値を受け渡された側は、参照を使って他の部分から値を借用できます。&
で渡された場合は、借用している値を変更はできません。借用している値を変更したい場合は&mut
で渡す必要があります。
fn main() { let mut s1 = String::from("hello"); change(&mut s1); // &mut 参照を渡しているので書き込み可能。所有権は移動しない let len = calculate_length(&s1); // & で参照させているので読み取りのみ可能。所有権は移動しない println!("The length of '{}' is {}.", s1, len); // The length of 'hello, world' is 12. } fn change(some_string: &mut String) { some_string.push_str(", world"); } fn calculate_length(s: &String) -> usize { s.len() }
補足:ミュータブルな参照は(&mut
を利用)はスコープ内で1つしかもてない制約がある
ミュータブルな参照をスコープ内で複数利用するとコンパイルエラーになります。この制約により、コンパイル時にデータ競合を防ぐことができます。
fn main() { let mut s = String::from("hello"); // 同じスコープ内でsのミュータブルな参照を2つ宣言しているためコンパイルエラーが起きる let r1 = &mut s; let r2 = &mut s; println!("{}, {}", r1, r2); }
// error[E0499]: cannot borrow `s` as mutable more than once at a time // | // 22 | let r1 = &mut s; // | ------ first mutable borrow occurs here // 23 | let r2 = &mut s; // | ^^^^^^ second mutable borrow occurs here // 24 | // 25 | println!("{}, {}", r1, r2); // | -- first borrow later used here
Rustの所有権の具体的な使い方
Rustの所有権の具体的な使い方を、関数、構造体、列挙型、スライスで見ていきます。
関数
関数に値を渡すとき、所有権が移動(ムーブ)または借用(参照)されます。関数が値を返すときも、所有権が移動します。
fn main() { let s1 = String::from("hello"); // s1の値の所有権は、takes_and_gives_backにムーブする let s2 = takes_and_gives_back(s1); println!("s2 is {}", s2); } fn takes_and_gives_back(a_string: String) -> String { a_string // a_stringが返され、呼び出し元関数に所有権がムーブされる }
構造体
構造体のインスタンスを作成するとき、所有権はそのフィールドに移動します。構造体がドロップされると、そのフィールドの所有権も解放されます。 ※構造体には、参照を保持することもできますが、Rustのライフタイムという機能を使用する必要があります。ここでは省略しています。
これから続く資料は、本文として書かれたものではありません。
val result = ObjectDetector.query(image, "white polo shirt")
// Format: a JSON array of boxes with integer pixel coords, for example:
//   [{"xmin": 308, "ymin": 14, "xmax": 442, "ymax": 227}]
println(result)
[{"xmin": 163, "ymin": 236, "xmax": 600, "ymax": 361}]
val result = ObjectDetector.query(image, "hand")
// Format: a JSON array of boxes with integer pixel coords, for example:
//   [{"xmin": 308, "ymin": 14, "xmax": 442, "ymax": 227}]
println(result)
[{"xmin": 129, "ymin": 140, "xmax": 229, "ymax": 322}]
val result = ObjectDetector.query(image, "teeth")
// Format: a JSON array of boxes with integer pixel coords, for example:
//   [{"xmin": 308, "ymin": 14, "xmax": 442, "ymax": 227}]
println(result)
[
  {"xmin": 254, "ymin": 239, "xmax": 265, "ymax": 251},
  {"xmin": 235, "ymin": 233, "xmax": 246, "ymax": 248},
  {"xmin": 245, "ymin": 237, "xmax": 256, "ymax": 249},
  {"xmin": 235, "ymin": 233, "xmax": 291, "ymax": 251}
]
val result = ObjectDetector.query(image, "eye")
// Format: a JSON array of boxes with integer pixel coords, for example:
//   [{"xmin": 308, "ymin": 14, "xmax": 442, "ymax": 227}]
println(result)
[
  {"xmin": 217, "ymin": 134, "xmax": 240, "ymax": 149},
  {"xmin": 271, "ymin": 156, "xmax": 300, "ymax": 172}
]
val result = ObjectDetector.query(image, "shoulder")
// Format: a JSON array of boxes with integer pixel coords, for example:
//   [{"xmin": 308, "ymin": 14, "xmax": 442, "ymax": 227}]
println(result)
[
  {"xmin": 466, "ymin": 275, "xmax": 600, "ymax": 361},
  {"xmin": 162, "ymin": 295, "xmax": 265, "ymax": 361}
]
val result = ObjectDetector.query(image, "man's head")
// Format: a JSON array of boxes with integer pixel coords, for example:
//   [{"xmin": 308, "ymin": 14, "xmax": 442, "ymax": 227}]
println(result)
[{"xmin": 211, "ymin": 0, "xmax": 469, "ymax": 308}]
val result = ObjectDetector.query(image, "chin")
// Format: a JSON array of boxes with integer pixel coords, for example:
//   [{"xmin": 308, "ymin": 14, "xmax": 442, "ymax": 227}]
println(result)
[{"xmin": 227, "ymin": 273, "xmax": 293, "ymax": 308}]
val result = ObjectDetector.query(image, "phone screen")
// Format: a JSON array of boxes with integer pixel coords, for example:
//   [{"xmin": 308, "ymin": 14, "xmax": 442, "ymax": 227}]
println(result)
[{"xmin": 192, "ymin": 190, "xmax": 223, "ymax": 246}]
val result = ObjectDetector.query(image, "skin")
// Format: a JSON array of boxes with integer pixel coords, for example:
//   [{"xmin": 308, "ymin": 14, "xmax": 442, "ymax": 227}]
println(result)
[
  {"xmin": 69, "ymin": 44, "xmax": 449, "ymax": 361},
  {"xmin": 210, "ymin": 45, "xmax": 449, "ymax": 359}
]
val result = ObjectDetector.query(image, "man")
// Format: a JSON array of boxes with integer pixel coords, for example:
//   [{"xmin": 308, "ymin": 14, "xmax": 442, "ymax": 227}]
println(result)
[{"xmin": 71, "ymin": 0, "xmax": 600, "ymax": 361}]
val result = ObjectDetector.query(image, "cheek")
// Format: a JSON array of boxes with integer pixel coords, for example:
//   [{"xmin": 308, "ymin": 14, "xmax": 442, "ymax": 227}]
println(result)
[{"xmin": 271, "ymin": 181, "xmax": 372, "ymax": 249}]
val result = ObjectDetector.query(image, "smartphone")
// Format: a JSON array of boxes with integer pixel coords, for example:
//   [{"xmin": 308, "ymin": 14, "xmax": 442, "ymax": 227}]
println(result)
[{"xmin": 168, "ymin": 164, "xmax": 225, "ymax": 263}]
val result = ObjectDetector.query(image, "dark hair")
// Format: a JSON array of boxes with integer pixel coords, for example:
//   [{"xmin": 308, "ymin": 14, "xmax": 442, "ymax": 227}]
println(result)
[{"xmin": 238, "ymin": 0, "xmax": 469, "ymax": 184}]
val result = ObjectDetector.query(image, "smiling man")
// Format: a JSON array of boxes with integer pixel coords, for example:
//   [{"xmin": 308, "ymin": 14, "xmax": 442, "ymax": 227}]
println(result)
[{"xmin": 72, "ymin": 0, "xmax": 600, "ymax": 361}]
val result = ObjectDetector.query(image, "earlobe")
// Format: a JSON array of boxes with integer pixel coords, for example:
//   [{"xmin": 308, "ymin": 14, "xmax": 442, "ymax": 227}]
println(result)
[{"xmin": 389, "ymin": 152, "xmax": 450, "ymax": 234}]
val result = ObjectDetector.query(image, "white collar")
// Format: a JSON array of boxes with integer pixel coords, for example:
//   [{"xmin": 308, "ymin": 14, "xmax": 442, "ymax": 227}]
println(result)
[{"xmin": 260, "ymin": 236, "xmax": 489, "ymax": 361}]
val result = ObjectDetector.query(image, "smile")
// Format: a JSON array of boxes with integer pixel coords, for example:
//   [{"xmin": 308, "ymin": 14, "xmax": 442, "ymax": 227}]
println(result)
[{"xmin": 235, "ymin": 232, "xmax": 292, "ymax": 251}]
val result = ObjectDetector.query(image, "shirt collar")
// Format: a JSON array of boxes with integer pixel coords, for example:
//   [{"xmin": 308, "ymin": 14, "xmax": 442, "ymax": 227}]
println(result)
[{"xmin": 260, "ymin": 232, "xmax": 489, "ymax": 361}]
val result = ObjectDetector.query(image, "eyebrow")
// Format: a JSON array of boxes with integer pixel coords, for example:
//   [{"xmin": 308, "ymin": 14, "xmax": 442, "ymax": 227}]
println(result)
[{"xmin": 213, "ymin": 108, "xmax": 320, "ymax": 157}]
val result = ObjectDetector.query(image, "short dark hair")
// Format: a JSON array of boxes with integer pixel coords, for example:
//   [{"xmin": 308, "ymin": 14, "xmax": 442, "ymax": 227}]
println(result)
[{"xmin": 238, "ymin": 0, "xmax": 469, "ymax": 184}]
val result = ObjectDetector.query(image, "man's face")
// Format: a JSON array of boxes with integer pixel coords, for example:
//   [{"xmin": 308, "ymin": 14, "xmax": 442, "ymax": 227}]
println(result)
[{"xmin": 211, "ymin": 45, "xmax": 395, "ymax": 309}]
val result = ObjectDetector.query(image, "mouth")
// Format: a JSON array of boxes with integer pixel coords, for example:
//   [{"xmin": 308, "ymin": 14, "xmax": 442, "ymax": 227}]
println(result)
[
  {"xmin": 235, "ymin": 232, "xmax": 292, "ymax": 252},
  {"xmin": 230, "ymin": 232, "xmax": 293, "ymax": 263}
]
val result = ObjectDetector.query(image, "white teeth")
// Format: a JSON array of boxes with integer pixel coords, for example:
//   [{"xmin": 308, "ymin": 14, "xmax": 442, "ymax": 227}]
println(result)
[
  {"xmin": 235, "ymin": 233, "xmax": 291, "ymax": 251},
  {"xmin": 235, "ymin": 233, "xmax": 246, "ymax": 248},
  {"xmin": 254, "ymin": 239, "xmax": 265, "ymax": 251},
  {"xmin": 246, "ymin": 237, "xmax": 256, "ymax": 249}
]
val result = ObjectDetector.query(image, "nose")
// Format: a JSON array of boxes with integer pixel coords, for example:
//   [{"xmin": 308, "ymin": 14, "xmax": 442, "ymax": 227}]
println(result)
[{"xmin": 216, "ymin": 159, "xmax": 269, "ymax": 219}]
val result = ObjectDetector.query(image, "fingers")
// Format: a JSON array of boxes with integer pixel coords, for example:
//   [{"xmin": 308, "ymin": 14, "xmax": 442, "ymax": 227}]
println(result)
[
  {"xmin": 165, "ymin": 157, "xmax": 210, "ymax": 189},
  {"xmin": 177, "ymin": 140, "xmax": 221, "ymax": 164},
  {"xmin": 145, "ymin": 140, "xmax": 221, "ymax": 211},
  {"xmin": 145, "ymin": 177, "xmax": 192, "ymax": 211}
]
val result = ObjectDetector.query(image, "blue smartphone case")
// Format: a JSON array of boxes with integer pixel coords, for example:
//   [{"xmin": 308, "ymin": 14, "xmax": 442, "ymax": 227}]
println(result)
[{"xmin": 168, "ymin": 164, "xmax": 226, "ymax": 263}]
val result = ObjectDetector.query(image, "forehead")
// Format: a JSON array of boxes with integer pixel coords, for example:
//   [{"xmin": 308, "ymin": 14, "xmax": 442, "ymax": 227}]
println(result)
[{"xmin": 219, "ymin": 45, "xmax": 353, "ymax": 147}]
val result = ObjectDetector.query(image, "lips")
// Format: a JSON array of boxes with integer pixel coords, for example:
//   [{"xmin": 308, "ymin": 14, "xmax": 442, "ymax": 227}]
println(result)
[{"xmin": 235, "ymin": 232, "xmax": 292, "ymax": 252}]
struct Person { name: String, } fn main() { let name = String::from("Alice"); let person = Person { name }; //'name'の所有権が'person'に移動 // 所有権が移動しているので、ここでは'name'は利用できない }
列挙型
列挙型も構造体と同様に所有権を扱います。列挙型の列挙子が所有権を持つことができます。
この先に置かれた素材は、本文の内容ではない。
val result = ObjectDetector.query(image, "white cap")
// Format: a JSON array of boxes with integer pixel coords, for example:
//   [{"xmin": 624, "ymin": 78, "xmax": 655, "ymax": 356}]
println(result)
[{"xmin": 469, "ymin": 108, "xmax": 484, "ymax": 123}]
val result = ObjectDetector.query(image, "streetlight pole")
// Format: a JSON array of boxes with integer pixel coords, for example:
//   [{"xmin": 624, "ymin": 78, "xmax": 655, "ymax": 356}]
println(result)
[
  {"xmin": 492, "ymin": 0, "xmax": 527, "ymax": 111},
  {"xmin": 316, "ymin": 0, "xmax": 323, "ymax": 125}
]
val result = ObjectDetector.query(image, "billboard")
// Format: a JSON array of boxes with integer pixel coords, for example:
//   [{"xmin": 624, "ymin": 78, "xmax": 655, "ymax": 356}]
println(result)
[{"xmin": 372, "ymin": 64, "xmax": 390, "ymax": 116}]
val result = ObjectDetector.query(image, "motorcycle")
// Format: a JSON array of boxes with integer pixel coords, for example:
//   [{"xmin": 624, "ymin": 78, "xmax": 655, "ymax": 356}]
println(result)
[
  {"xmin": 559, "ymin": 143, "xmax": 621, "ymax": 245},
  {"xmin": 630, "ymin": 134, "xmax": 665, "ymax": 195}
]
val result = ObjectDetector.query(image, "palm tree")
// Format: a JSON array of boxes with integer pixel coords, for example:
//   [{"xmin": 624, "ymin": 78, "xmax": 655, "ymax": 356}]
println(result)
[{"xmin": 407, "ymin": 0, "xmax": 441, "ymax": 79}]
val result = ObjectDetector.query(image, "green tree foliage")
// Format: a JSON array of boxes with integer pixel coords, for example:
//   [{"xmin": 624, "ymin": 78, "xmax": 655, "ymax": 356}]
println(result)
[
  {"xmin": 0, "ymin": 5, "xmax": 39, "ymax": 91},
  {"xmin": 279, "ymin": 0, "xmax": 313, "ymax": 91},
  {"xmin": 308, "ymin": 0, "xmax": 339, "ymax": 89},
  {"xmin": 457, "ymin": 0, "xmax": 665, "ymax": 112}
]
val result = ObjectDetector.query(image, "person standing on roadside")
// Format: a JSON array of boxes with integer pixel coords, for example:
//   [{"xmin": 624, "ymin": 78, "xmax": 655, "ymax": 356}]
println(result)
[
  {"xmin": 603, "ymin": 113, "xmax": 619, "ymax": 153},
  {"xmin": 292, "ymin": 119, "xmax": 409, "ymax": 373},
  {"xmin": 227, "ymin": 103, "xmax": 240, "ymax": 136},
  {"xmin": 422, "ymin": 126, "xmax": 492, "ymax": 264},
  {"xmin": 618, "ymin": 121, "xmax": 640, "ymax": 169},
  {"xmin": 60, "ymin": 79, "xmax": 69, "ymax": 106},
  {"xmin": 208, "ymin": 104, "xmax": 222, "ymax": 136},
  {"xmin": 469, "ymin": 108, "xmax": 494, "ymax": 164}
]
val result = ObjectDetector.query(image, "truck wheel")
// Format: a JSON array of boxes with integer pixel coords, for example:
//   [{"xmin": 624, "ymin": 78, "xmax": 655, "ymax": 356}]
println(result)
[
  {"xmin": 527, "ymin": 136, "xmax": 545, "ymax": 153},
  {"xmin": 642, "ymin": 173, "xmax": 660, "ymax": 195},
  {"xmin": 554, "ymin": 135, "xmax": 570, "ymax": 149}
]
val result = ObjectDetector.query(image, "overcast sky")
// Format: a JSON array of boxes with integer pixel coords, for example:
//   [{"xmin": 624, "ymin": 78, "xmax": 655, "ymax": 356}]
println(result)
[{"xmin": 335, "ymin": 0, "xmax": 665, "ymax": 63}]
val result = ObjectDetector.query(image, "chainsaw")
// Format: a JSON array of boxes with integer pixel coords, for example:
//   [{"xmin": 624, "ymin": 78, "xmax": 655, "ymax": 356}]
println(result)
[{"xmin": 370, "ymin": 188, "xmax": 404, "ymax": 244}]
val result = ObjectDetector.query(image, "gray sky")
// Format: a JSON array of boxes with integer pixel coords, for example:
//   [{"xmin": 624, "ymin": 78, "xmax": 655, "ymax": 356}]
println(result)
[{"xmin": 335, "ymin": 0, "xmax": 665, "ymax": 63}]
enum Message { Text(String), Empty, } fn main() { let text = String::from("hello"); let message = Message::Text(text); // 'text'の所有権が'message'に移動 // 所有権が移動しているので、ここでは'text'は利用できない }
スライス
スライスは、コレクションの一部を参照するためのデータ構造です。スライスは、[start..end]
記法を使って作成されます。
fn main() { let s = String::from("hello world"); let hello = &s[0..5]; let world = &s[6..11]; }
部分的ムーブ
デストラクトの中で、 ムーブと参照の両方のバインディングを使用することができます。これにより、変数の一部がムーブされ、他の部分が参照されるという変数の部分的ムーブが発生した状態になります。
補足: ref
キーワードは構造体やタプルのフィールドへの参照を取得できます。参照を取得する&
と意味は同じで、let
と一緒に変数宣言時に利用できます。
struct Person { first_name: String, last_name: String, } fn main() { let person = Person { first_name: "John".to_string(), last_name: "Doe".to_string(), }; // デストラクトの中で、ムーブと参照の両方を使用している let Person { first_name, ref last_name } = person; println!("person full name is {} {}", first_name, last_name); //=> person full name is John Doe // first_nameの所有権は移動しているので、参照できない // println!("person first name is {}", person.first_name); println!("person last name is {}", person.last_name); //=> person last name is Doe }
まとめ
Rustの所有権システムは、メモリ安全性を保証するための強力な仕組みです。所有権、借用、参照などの概念を理解することで、Rustで効率的で安全なコードを書くことができます。最初は難しく感じるかもしれませんが、練習を重ねることで自然に理解できるようになります。